A program for assessing the agreement between the atomic model and X-ray data. The program requires one or two input files, with the coordinates of the model (in PDB format) and structure factors ( MTZ or CIF format), and runs completely automatically, gives information about R-factor, correlation, Luzzati plot, Wilson plot, Boverall,pseudo-translation, twinning test ..., local error estimation by residues. Sfcheck can compute omit phases and use these instead of phases of model. For output Sfcheck generates a PostScript file. Sfcheck can also create a new MTZ output file with omit phases or with detwinned data.

Reference
Output information produced by SFCHECK
Local error esimationt
Omit procedure
Partional information
Twinning test
Input output files
Keywords
Command file examples

Reference

   Authors:      A.A.Vagin, J.Richelle, S.J.Wodak. 
                email: alexei@ysbl.york.ac.uk
    A.A.Vaguine, J.Richelle, S.J.Wodak. SFCHECK: a unified set of 
    procedure for evaluating the quality of macromolecular stracture-factor
    data and their agreement with atomic model.
    Acta Cryst.(1999). D55, 191-205

Output information produced by SFCHECK

    1. Data deposited in PDB file: 

      1.1 Crystal: 
          cell parameters and space group
 
      1.2 Model: 
          number of atoms
          number of water molecules
          solvent content  
          <B> for model
          Matthews coefficient and corresponding solvent %
          reported resolution 
          reported R-factor
 
      1.3 Refinement:
          refinement program
          resolution range for refinement
          reported sigma cut-off for refinement
          reported R-factor
          reported Rfree
 
    2. Data computed by Sfcheck:

      2.1 Structure factors:
          number of reflections
          number of reflections with I > sigma
          number of reflections with I > 3sigma
          resolution range
          completeness
          R-standard computed by Sfcheck (sum(sigma)/sum(F))
          Wilson plot (amplitudes vs. resolution)
          overall B-factor by Patterson origin peak and by Wilson plot
          optical resolution 
          expected minimal error in coordinates
          Anisotropic distribution of Structure Factors -ratio of Eigen values 
 
      2.2 Model vs. structure factors:
          R-factor
          Correlation coefficient
          R-factor for reported resolution range and sigma cut-off
          Rfree    
          Luzzati plot (R-factor vs. resolution)
          coordinate error from Luzzati plot
          expected maximal error in coordinates
          diffraction-data precision indicator (DPI)
          Patterson scaling    - scale , Badd
          Anisothermal scaling - betas: b11,b22,b33,b12,b13,b23
          Solvent correction - Ks,Bs
 
    Optical resolution

      Optical resolution is defined as an expected minimum distance
      between two resolved peaks in the electron density map.

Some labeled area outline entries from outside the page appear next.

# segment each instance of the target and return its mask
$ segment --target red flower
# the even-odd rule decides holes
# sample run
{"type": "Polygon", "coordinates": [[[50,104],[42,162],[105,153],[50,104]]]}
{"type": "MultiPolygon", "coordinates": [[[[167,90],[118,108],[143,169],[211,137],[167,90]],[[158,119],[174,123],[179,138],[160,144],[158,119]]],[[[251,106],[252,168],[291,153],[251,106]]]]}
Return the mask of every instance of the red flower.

      With a single-Gaussian approximation of the shape of atomic peak
      the minimum distance between two resolved peaks is twice the standard 
      deviation "sigma" or the width of atomic peak W (W = 2 sigma).
      Expected width of atomic peak W is computed as

       W = sqrt ( 2 (sigma_patt² + sigma_res²) )

       where  sigma_patt - standard deviation of the Gaussian corresponded 
                         to the Patterson origin peak. 

            sigma_res  - standard deviation of the Gaussian corresponded
                         to the origin peak of spherical interference function
                         which is Fourier transform of the sphere in 
                         the reciprocal space with radius 1/d_min.

                         sigma_res = 0.356 d_min.         
                        
                         d_min is minimum d-spacing, "nominal resolution".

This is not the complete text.